To paraphrase Michael Woolf, of course Obama is "playing" Rush Limbaugh.  The louder Rush brays (and the more apparent "authority" he seems to yield), the more the moderate middle of American politics . . . recoils in horror at the (still) fat man.

Rush is smart like Kasper Gutman (of The Maltese Falcon--and played to a capital "T" by Sidney Greenstreet in the movie).  He conniving, somewhat craven, thinks he is one step ahead of everyone else when in fact he isn't.  He's all front, he's all bluster.  He doesn't have a clue about retrieving the Falcon.

Nor does Rush have a clue about retrieving the Republican party ideology.  Small gov't, low taxes, big stick diplomacy sell about as well these days as they did when Wendell Wilkie was pushing them during the Depression (except for big stick diplomacy--that didn't become a foundation of the GOP until the military-industrial-complex got a stranglehold on supposedly "conservative" party).

Obama and his team don't need to worry about Harry Reid or other "unattractive" Democratic pols.  They've got Rush as the face of the GOP and Sarah Palin as its brainless body.  (Just imagine the two of them put together in a single body and you can imagine why the GOP is a lost cause.)

Why doesn't Rush have anything to say about "shameless" Wall Street bonuses (given out under the Bush presidency's bail-out)?  Where is the indignation?   Why doesn't he call Hank Paulson to task?

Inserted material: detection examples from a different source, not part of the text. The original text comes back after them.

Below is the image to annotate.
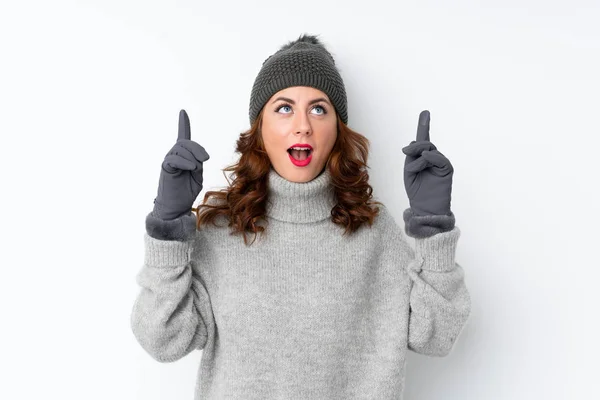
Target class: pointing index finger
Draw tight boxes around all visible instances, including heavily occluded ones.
[177,110,192,140]
[417,110,431,142]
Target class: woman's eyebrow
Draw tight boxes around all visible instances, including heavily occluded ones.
[271,96,331,105]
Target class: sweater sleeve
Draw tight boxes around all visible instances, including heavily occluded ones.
[131,233,212,362]
[407,226,471,357]
[383,206,471,357]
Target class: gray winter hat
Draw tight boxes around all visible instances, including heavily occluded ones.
[250,34,348,125]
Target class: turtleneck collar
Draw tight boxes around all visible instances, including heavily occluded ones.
[266,167,336,224]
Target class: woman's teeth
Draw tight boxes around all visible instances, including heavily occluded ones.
[288,147,311,161]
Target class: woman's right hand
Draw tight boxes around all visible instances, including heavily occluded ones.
[153,110,210,220]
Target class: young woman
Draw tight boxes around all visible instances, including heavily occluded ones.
[131,35,471,400]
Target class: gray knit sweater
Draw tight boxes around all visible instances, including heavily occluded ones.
[131,169,471,400]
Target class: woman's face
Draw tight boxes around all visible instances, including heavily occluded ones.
[261,86,337,182]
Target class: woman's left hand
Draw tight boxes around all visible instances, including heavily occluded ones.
[402,110,454,216]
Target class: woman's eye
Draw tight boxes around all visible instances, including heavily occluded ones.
[313,106,325,115]
[277,106,291,114]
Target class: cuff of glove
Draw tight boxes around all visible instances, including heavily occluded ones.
[146,211,196,241]
[402,207,456,238]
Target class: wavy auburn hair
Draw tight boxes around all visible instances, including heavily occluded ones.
[192,109,382,245]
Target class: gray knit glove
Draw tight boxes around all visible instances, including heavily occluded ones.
[146,110,210,240]
[402,110,455,238]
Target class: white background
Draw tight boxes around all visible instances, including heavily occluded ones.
[0,0,600,400]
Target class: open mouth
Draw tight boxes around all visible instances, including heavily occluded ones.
[287,147,312,161]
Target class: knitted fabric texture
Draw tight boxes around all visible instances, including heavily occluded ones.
[131,169,471,400]
[249,35,348,124]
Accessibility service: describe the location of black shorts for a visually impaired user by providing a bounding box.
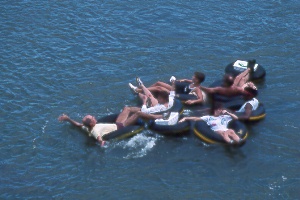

I have a feeling that Rush's audience will shrink as those truck drivers, salespeople (and other "entrepreneurs" who work out of their cars) start to see their jobs evaporate while their CEOs get multi-million dollar bonuses.

Rush's success has little to do with politics or ideology--or it has to do so only indirectly.  As Oprah has mass-marketed instant enlightenment to her audience, so Rush has mass-marketed the myth of rugged-individual capitalism to his.  Just like the non-self-employed Joe the Plumber, the average Rush-listener gets the vicarious thrill that they are self-employed (that they have made it on their own)--and that bogeyman of Big Gov't and Tax-and-Spend Liberals are the only thing keeping them from achieving their mostly self-centered, materialistic dreams.

But when you move from being non-self-employed to unemployed, the dynamics change.  Sure, you want a scapegoat, but you don't want to bite the scapegoat's hand that's feeding you.  Put the other way, once you are truly self-employed (out of a job), self-employment loses its allure and that fat guy on the radio talking is just another fat guy on the radio talking.

Originally posted to adamzero on Fri Jan 30, 2009 at 02:26 PM PST.